И я сжимался от ужаса жизни, одинокий среди ночи и людей, и в самом себе не имея друга. Печальна была моя жизнь, и страшно мне было жить.
Я всегда любил солнце, но свет его страшен для одиноких, как свет фонаря над бездною. Чем ярче фонарь, тем глубже пропасть, и ужасно было мое одиночество перед ярким солнцем. И не давало оно мне радости — это любимое мною и беспощадное солнце.
Уже близка была моя смерть. И я знаю, знаю всем дрожащим от воспоминаний телом, что та рука, которая водит сейчас пером, была бы в могиле — если бы не пришла твоя любовь, которой я так долго ждал, о которой так много, много мечтал и так горько плакал в своем безысходном одиночестве.
Бессилен и нищ мой язык. Я знаю много слов, какими говорят о горе, страхе и одиночестве, но еще не научился я говорить языком великой любви и великого счастья. Ничтожны и жалки все в мире слова перед тем неизмеримо великим, радостным и человеческим, что разбудила в моем сердце твоя чистая любовь, жалеющий и любящий голос из иного светлого мира, куда вечно стремилась его душа, — и разве он погибает теперь? Разве не распахнуты настежь двери его темницы, где томилось его сердце, истерзанное и поруганное, опозоренное людьми и им самим? Разве не друг я теперь самому себе? Разве я одинок? И разве не радостью светит теперь для меня то солнце, которое раньше только жгло меня?
Жемчужинка моя. Ты часто видела мои слезы — слезы любви, благодарности и счастья, и что могут прибавить к ним бедные и мертвые слова?
Ты одна из всех людей знаешь мое сердце, ты одна заглянула в глубину его — и когда люди сомневались и сомневался я сам, ты поверила в меня. Чистая помыслами, ясная неиспорченной душой, ты жизнь и веру вдохнула в меня, моя стыдливая, гордая девочка, и нет у меня горя, когда твоя милая рука касается моей глупой головы фантазера.
Жизнь впереди, и жизнь страшная и непонятная вещь. Быть может, ее неумолимая и грозная сила раздавит нас и наше счастье — но, и умирая, я скажу одно: я видел счастье, я видел человека, я жил!
Сегодня день твоего рождения — и я дарю тебе единственное мое богатство — эту книжку. Прими ее со всем моим страданием и тоскою, что заключены в ней, прими мою душу. Без тебя не было бы лучших в книге рассказов — разве ты не та девушка, которая приходила ко мне в клинику [18] и давала мне силы на работу?

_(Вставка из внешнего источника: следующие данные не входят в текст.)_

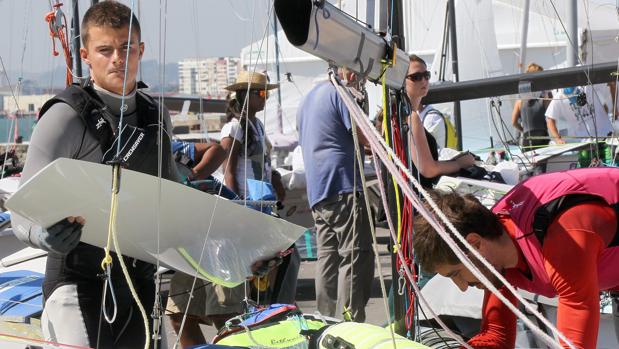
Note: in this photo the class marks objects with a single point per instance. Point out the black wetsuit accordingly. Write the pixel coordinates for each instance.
(73, 126)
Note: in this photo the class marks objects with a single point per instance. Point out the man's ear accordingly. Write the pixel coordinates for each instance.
(475, 240)
(84, 55)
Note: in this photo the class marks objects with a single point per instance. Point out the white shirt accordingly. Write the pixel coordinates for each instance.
(249, 166)
(434, 123)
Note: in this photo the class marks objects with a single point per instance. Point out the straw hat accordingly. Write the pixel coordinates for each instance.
(254, 80)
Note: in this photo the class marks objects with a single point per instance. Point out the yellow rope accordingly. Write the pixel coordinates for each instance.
(108, 258)
(395, 186)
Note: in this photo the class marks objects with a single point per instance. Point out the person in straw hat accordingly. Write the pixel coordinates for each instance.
(244, 137)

Родная моя и единая на всю жизнь! Целую твою ручку с безграничной любовью и уважением, как невесте и сестре, и крепко жму ее, как товарищу и другу.
Твой навсегда
4 февраля 1902 г.»
…Позже, другими чернилами и почерком, менее ровным и менее четким, в самом конце страницы, отец приписал:
«В посмертном издании моих сочинений это должно быть напечатано при первом томе. 28 ноября 1916 г. Леонид Андреев» [19].

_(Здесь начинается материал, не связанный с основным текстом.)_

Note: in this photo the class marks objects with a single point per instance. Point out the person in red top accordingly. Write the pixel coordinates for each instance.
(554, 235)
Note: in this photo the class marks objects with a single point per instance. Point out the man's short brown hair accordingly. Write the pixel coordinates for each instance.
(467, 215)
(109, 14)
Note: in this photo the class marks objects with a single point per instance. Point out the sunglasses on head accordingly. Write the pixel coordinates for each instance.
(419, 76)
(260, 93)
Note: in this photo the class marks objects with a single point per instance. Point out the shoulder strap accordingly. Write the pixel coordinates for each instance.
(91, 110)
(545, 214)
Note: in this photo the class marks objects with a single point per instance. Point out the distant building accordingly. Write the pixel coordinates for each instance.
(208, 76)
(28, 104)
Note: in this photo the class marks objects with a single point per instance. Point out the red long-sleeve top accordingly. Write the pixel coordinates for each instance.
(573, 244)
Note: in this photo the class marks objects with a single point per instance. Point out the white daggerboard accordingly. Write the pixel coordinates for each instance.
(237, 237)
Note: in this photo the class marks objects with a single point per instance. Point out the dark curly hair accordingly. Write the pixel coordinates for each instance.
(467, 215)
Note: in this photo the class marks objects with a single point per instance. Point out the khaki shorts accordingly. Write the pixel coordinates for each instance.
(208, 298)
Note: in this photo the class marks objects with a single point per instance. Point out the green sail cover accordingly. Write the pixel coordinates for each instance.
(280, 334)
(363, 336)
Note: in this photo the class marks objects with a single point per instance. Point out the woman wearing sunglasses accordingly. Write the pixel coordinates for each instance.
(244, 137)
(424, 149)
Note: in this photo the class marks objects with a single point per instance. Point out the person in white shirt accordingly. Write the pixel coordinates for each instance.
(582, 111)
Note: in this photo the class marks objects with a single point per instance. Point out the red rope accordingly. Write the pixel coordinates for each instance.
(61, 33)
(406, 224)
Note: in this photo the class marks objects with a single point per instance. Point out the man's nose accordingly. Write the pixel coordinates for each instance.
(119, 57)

С каждым годом, даже с каждым новым произведением этого писателя все более заметной, все более вызывающей становилась его обособленность от всех существовавших тогда литературных течений. Он продолжал читать свои рассказы на собраниях «Среды», выказывая не просто терпимость, а искреннее уважение ко всем критическим замечаниям «знаньевцев». Но эти самые чтения и выявляли степень отрыва Андреева от прочного традиционализма Бунина, Вересаева, Горького… «Для меня всегда было загадкою, почему Андреев примкнул к „Среде“, а не к зародившемуся в то время кружку модернистов (Брюсов, Бальмонт, Сологуб, Мережковский, Гиппиус и пр.), — писал потом в своих воспоминаниях В. Вересаев. — Думаю, в большой степени тут играли роль, с одной стороны, близкие личные отношения Андреева с представителями литературного реализма, особенно с Горьким, с другой стороны — московская пассивность Андреева, заставлявшая его принимать жизнь так, как она сложилась» [20].

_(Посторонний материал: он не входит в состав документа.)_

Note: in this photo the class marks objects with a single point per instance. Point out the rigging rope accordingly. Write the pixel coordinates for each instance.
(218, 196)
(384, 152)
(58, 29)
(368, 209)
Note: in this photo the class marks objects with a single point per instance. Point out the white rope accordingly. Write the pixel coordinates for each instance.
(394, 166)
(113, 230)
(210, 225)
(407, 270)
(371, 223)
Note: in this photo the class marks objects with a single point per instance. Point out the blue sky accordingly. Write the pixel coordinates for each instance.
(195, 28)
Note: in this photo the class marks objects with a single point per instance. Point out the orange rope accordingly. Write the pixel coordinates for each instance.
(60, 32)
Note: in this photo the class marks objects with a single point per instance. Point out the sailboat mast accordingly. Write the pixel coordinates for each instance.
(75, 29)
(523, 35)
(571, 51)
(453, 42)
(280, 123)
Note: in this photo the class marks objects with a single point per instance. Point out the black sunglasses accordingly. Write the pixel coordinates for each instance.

Надо полагать, что Вересаев был отчасти прав. Но лишь отчасти — потому что примкнуть к символистам Андрееву мешала отнюдь не «московская пассивность». Ему просто нечего было делать с ними. «Как ни разнятся мои взгляды со взглядами Вересаева и других, у нас есть один общий пункт, отказаться от которого значит на всей нашей деятельности поставить крест. Это — царство человека должно быть на земле. Отсюда призывы к Богу нам враждебны» [21], — так объяснял Андреев свое творческое credo.
18
«Нервы его к этому времени были расшатаны так, что 25 января 1901 г. он принужден был лечь в клинику по нервным болезням при Московском университете, где и пролежал весь февраль месяц. Там он и пишет свой рассказ „Жили-были“». — Андреев П. Н. Указ. соч., с. 194–195.